Porque permitir que o casamento homossexual enfraqueça a instituição do casamento como um todo? Dois homens que se casam não me ameaçam, nem ao meu casamento.





Mudando a definição de casamento para remover os elementos de macho e fêmea mudará profundamente a nossa cultura. “Alargando” o significado de casamento para incluir casais do mesmo sexo ignora o que é único e belo na doação de uma mulher e na doação de um homem.
Homens e mulheres são criados com um propósito e específico desenho de amor, e somos chamados a lutar para conseguir preenchê-lo tanto quanto poder-mos, não obstante as nossas fraquezas físicas, emocionais e espirituais.
Consentir que dois homens ou duas mulheres se “casem” envolveria uma mudança fundamental na nossa compreensão sobre o casamento, de uma doação de vida e união sexual complementar para uma relação pessoal, romântica onde não existe uma comunicação verdadeira ou ligação relativamente à procriação.

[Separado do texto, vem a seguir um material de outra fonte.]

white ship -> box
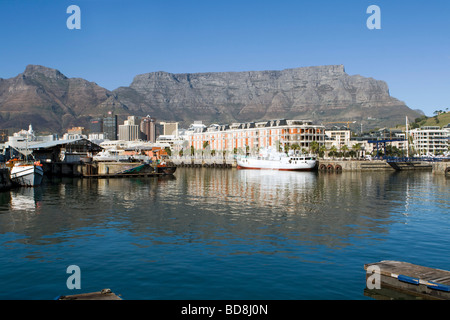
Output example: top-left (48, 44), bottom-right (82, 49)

mary joseph,[i]  MercatorNet, 2011.03.09, trad ama





[i] Mary Joseph is a project officer at the Life, Marriage and Family Centre of the Catholic Archdiocese of Sydney.

08/06/2011

Sobre a família 76

Matrimónio: Um com uma 10

Não estará a condenar os homossexuais a uma vida de solidão e miséria? 2





Infelizmente, o mundo está constantemente a dizer-nos que a intimidade sexual é a única intimidade que vale a pena ter – que se deve ter uma relação sexual para se ser feliz ou se estará condenado a uma vida miserável sem ninguém que nos ame. A experiência da vida real de pessoas solteiras por todo o mundo testemunha que isto é simplesmente falso! Milhões de pessoas solteiras em todo o mundo vivem vidas felizes, preenchidas – amando outros e sendo profundamente amados em troca – sem terem sexo. A nossa necessidade de amor é muito, muito maior que a nossa necessidade de praticar sexo.

mary joseph,[i] MercatorNet, 2011.03.09, trad ama





[i] Mary Joseph is a project officer at the Life, Marriage and Family Centre of the Catholic Archdiocese of Sydney.